Früher waren Blur Ihre Konkurrenten. Wer ist das heute? The Strokes zum Beispiel?

Ich mag die Strokes. Aber: sie haben erst eine Platte gemacht. Schauen wir mal, wo sie in fünf oder zehn Jahren stehen. Dein Debütalbum klingt immer großartig. Schließlich bist du da noch jung, hast kein Geld und stehst voll hinter dem, was du tust.

Warten wir ab, wie Erfolg, Geld und Ruhm ihre Einstellung verändern.

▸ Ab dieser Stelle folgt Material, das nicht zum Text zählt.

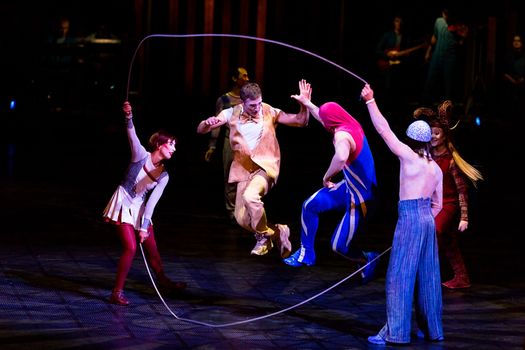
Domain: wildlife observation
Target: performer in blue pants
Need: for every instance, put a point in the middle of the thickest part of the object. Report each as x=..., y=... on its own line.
x=352, y=195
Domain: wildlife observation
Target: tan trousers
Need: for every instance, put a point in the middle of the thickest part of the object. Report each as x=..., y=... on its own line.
x=249, y=207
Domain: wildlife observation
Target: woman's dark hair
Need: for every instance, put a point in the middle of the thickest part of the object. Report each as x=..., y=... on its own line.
x=160, y=138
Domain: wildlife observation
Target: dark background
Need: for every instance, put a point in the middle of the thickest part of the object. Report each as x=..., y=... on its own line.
x=66, y=127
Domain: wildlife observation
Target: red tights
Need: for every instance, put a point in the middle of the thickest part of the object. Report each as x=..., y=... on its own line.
x=128, y=237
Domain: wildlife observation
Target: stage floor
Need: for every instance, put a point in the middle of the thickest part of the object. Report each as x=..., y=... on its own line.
x=58, y=263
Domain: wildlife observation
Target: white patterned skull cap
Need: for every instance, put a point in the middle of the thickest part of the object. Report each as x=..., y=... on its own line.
x=419, y=131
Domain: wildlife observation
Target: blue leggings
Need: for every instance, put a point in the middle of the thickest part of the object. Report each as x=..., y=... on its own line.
x=339, y=198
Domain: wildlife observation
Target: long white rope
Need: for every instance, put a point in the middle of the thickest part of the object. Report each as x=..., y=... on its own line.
x=142, y=249
x=254, y=318
x=234, y=36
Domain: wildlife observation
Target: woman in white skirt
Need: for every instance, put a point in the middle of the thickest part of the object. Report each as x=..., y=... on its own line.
x=132, y=204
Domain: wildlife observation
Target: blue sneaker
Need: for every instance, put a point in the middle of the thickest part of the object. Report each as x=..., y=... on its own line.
x=376, y=339
x=300, y=258
x=369, y=271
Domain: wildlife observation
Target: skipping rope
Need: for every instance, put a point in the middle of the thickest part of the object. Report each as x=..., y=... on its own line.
x=141, y=247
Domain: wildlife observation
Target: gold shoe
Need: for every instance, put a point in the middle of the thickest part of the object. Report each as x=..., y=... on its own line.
x=284, y=240
x=262, y=246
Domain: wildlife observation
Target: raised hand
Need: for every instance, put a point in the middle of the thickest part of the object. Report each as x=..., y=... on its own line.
x=126, y=108
x=305, y=92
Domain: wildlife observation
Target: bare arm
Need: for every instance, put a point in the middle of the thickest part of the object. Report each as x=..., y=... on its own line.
x=381, y=125
x=137, y=150
x=301, y=118
x=211, y=123
x=436, y=202
x=344, y=144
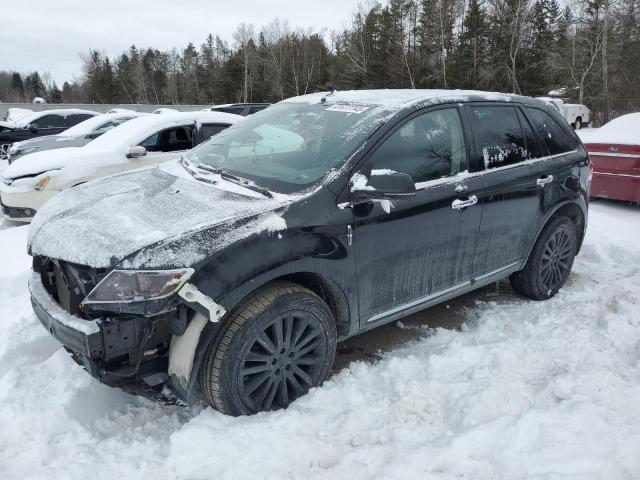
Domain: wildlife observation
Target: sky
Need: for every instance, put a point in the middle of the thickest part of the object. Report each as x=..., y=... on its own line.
x=49, y=36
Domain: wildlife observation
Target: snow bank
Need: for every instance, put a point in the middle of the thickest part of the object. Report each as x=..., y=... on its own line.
x=623, y=130
x=537, y=390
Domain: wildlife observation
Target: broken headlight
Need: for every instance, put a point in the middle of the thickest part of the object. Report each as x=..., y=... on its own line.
x=125, y=286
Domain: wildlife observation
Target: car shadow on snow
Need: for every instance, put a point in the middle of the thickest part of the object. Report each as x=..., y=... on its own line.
x=453, y=315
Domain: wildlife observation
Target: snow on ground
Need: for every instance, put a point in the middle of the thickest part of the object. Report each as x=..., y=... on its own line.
x=546, y=390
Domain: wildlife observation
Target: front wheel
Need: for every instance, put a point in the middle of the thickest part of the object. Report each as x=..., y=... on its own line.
x=280, y=343
x=550, y=261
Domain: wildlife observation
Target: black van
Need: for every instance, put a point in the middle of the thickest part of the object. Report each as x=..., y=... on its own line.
x=233, y=273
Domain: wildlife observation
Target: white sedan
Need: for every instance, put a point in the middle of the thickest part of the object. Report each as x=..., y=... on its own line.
x=35, y=178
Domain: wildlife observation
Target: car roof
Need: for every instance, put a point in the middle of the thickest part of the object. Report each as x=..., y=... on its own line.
x=397, y=99
x=60, y=111
x=228, y=105
x=136, y=129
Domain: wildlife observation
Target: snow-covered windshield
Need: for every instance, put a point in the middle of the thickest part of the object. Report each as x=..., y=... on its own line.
x=97, y=124
x=292, y=145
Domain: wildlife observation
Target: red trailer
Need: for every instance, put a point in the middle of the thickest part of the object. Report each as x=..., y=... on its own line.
x=614, y=152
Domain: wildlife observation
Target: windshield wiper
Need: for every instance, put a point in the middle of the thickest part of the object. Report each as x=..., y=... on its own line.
x=243, y=182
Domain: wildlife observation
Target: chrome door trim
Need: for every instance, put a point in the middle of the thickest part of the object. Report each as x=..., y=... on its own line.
x=484, y=276
x=418, y=301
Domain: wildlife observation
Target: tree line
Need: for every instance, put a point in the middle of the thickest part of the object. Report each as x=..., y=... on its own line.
x=588, y=49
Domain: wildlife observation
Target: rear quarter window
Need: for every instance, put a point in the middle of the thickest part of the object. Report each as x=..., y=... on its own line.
x=499, y=136
x=556, y=137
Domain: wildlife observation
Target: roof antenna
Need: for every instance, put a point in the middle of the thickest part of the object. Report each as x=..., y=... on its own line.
x=323, y=100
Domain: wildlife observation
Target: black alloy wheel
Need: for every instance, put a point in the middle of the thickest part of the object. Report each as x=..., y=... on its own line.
x=277, y=345
x=557, y=259
x=550, y=261
x=283, y=362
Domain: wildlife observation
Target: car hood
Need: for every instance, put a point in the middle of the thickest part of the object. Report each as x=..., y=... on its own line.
x=49, y=141
x=149, y=219
x=46, y=160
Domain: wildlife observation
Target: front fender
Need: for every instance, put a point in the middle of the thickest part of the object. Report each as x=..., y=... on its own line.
x=235, y=272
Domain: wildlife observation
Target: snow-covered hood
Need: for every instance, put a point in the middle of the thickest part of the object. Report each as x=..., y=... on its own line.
x=148, y=218
x=39, y=162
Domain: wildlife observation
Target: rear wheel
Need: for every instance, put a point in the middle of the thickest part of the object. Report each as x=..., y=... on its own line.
x=550, y=261
x=280, y=343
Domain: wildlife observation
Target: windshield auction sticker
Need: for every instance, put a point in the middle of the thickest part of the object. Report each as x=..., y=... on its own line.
x=348, y=108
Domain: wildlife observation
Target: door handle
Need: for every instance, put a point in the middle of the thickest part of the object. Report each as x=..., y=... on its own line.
x=542, y=181
x=462, y=204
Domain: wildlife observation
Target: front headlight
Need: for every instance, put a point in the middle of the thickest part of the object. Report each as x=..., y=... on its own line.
x=22, y=151
x=42, y=183
x=126, y=286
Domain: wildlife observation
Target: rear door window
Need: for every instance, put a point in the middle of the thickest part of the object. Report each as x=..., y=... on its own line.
x=234, y=110
x=208, y=131
x=533, y=144
x=499, y=136
x=557, y=139
x=170, y=140
x=427, y=147
x=255, y=109
x=49, y=121
x=71, y=120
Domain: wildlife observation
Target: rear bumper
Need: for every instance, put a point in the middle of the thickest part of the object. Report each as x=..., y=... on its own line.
x=87, y=340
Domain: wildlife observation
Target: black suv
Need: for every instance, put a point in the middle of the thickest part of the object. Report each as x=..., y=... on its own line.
x=47, y=122
x=233, y=273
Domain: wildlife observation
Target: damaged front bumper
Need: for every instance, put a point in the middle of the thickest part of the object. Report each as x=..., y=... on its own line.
x=130, y=353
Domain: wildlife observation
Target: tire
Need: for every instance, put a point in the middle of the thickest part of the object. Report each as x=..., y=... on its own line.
x=550, y=262
x=277, y=345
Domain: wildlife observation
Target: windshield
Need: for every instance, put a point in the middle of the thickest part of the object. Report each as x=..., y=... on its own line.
x=99, y=123
x=291, y=145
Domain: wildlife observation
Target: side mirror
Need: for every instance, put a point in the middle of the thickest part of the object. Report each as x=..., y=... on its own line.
x=136, y=152
x=383, y=184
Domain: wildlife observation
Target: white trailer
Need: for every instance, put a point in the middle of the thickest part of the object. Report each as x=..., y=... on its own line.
x=576, y=114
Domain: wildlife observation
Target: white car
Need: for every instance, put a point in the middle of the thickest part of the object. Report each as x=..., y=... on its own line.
x=35, y=178
x=76, y=136
x=576, y=114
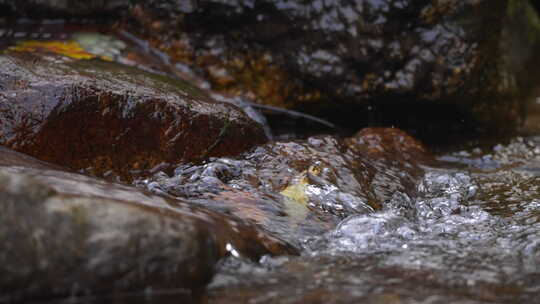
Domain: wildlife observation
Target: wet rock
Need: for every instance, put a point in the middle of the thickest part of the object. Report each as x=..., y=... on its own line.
x=107, y=118
x=65, y=234
x=297, y=189
x=91, y=8
x=426, y=65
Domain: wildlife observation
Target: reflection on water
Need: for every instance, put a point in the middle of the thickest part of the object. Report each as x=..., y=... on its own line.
x=471, y=235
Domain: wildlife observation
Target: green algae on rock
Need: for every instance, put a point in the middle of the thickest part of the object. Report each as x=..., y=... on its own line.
x=433, y=66
x=107, y=118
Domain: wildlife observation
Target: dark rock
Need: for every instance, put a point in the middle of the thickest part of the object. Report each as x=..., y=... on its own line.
x=107, y=118
x=67, y=234
x=433, y=66
x=299, y=188
x=88, y=8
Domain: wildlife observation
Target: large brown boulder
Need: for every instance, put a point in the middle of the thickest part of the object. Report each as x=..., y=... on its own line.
x=431, y=66
x=68, y=234
x=107, y=118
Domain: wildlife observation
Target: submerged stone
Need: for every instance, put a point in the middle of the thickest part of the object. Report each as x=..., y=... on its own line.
x=433, y=66
x=107, y=118
x=298, y=189
x=65, y=234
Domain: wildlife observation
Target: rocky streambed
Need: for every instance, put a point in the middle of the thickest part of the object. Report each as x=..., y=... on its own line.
x=142, y=160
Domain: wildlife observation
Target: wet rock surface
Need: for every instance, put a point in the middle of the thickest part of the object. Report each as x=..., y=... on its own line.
x=298, y=189
x=374, y=216
x=469, y=236
x=111, y=119
x=66, y=234
x=417, y=64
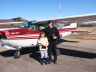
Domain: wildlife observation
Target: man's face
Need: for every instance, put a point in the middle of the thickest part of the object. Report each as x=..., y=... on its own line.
x=50, y=24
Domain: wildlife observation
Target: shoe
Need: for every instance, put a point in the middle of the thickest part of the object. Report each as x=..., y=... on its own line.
x=50, y=62
x=46, y=61
x=42, y=61
x=55, y=62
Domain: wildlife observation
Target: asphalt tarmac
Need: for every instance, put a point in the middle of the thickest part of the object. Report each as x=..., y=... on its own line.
x=76, y=55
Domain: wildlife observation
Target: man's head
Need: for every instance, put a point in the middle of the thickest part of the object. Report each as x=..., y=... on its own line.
x=49, y=23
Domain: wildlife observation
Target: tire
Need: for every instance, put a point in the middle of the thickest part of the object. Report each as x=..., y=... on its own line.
x=58, y=52
x=17, y=54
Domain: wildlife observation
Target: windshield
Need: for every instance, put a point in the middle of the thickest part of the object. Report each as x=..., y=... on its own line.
x=29, y=24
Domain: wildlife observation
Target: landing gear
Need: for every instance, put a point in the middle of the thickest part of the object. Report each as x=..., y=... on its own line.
x=58, y=52
x=17, y=54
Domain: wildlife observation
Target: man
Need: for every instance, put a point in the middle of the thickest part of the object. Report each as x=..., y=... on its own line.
x=52, y=34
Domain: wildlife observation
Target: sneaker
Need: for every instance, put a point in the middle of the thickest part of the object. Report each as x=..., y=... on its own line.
x=55, y=62
x=50, y=62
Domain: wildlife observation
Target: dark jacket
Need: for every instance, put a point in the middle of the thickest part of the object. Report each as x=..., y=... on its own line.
x=50, y=32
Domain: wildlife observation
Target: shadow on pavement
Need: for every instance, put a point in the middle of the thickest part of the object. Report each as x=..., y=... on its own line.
x=10, y=53
x=76, y=53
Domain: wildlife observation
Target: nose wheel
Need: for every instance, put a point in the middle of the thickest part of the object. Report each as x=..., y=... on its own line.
x=17, y=54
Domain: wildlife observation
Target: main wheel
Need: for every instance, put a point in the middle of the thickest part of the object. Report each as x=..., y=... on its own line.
x=58, y=52
x=17, y=55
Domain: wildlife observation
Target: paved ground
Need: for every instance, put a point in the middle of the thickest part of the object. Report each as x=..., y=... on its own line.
x=77, y=55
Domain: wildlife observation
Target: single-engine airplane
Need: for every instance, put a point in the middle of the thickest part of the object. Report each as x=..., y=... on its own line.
x=27, y=34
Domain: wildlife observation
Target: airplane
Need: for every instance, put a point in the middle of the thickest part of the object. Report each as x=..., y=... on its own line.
x=28, y=33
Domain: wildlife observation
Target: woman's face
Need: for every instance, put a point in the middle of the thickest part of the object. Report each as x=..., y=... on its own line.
x=42, y=35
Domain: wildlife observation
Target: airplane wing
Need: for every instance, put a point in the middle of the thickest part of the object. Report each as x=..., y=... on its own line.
x=76, y=18
x=11, y=22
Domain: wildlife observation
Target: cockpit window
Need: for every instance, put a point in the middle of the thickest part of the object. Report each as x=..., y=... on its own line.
x=29, y=24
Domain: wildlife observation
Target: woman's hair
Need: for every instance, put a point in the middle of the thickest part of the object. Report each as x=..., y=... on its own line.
x=40, y=35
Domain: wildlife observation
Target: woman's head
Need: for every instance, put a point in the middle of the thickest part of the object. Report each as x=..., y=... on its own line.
x=41, y=35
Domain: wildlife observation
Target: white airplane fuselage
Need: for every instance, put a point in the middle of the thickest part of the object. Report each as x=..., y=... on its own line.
x=24, y=37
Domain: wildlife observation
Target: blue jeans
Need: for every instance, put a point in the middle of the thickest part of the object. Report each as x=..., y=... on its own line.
x=43, y=53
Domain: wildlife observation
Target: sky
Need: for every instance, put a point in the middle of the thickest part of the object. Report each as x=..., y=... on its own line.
x=45, y=9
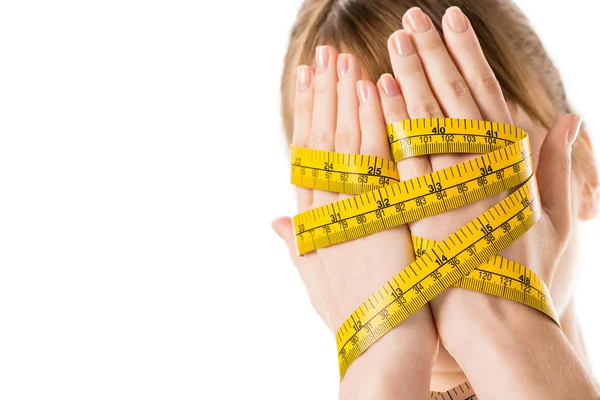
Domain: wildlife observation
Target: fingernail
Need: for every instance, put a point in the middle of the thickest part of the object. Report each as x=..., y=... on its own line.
x=363, y=91
x=389, y=85
x=322, y=59
x=458, y=21
x=574, y=129
x=303, y=77
x=403, y=43
x=418, y=20
x=342, y=65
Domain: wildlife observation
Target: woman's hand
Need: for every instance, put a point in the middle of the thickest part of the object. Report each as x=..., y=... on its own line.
x=457, y=82
x=330, y=116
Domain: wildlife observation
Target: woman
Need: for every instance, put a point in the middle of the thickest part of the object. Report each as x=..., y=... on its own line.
x=506, y=77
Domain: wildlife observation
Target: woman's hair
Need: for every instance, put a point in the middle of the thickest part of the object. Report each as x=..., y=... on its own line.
x=362, y=27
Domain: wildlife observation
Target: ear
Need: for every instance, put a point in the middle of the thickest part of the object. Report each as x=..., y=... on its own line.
x=587, y=176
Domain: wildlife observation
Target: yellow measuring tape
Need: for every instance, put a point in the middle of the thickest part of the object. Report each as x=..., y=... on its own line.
x=467, y=259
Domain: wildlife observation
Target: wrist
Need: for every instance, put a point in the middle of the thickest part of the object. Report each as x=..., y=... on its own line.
x=399, y=363
x=465, y=319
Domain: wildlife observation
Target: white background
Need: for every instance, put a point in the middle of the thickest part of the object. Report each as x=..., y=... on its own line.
x=136, y=256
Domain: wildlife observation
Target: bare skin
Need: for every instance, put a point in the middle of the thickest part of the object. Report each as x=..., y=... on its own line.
x=433, y=80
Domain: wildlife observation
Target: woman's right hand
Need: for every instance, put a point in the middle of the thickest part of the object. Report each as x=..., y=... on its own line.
x=336, y=111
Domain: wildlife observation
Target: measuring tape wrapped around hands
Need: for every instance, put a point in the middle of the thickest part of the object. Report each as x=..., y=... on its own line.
x=467, y=258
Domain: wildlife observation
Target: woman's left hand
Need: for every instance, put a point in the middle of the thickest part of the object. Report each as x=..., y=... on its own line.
x=454, y=79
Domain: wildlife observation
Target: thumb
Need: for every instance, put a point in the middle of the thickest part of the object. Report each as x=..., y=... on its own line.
x=283, y=228
x=554, y=172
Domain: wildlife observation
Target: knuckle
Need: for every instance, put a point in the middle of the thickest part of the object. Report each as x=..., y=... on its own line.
x=489, y=83
x=411, y=67
x=468, y=44
x=425, y=109
x=320, y=140
x=344, y=139
x=324, y=87
x=458, y=87
x=433, y=44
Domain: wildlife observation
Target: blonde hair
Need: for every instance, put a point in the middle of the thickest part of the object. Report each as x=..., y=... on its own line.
x=361, y=27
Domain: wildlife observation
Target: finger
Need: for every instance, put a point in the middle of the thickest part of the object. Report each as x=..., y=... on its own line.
x=418, y=99
x=394, y=109
x=554, y=173
x=303, y=106
x=324, y=116
x=374, y=140
x=283, y=227
x=468, y=56
x=446, y=82
x=347, y=135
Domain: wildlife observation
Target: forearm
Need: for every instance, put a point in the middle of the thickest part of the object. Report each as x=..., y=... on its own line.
x=509, y=350
x=398, y=366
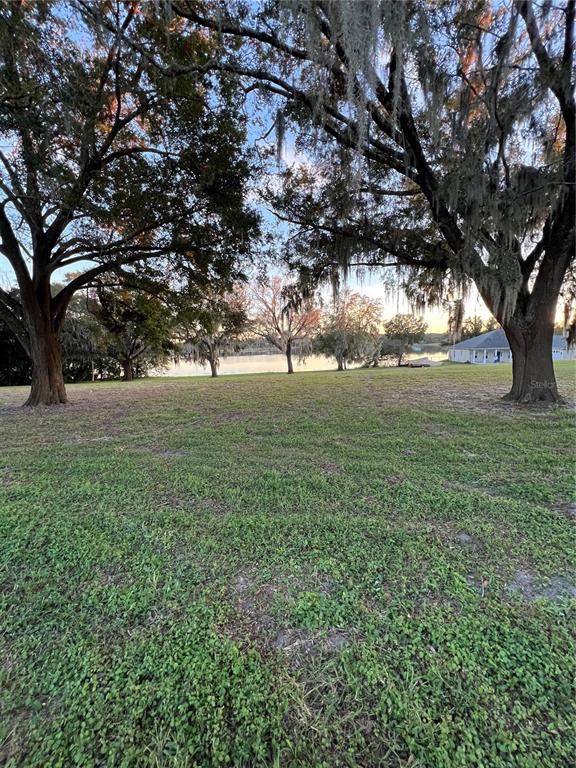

Es geht nicht darum, wie hoch du klettern kannst. Es geht darum, ob du noch mal aufstehst, nachdem du abgestürzt bist.

Wie Oasis?

Ja. Zu Zeiten von „Be here now“ waren wir fast am Ende. Wir kümmerten uns mehr um Drogen und Partys statt um neue Stücke. Jeder erzählte mir, ich sei der größte Songschreiber seit John Lennon. Ich dachte, ich könnte einen Hit schreiben während ich auf dem Klo sitze. Als die Platte dann rauskam und alle sie furchtbar fanden, war das der Tritt in den Hintern, den ich gebraucht habe.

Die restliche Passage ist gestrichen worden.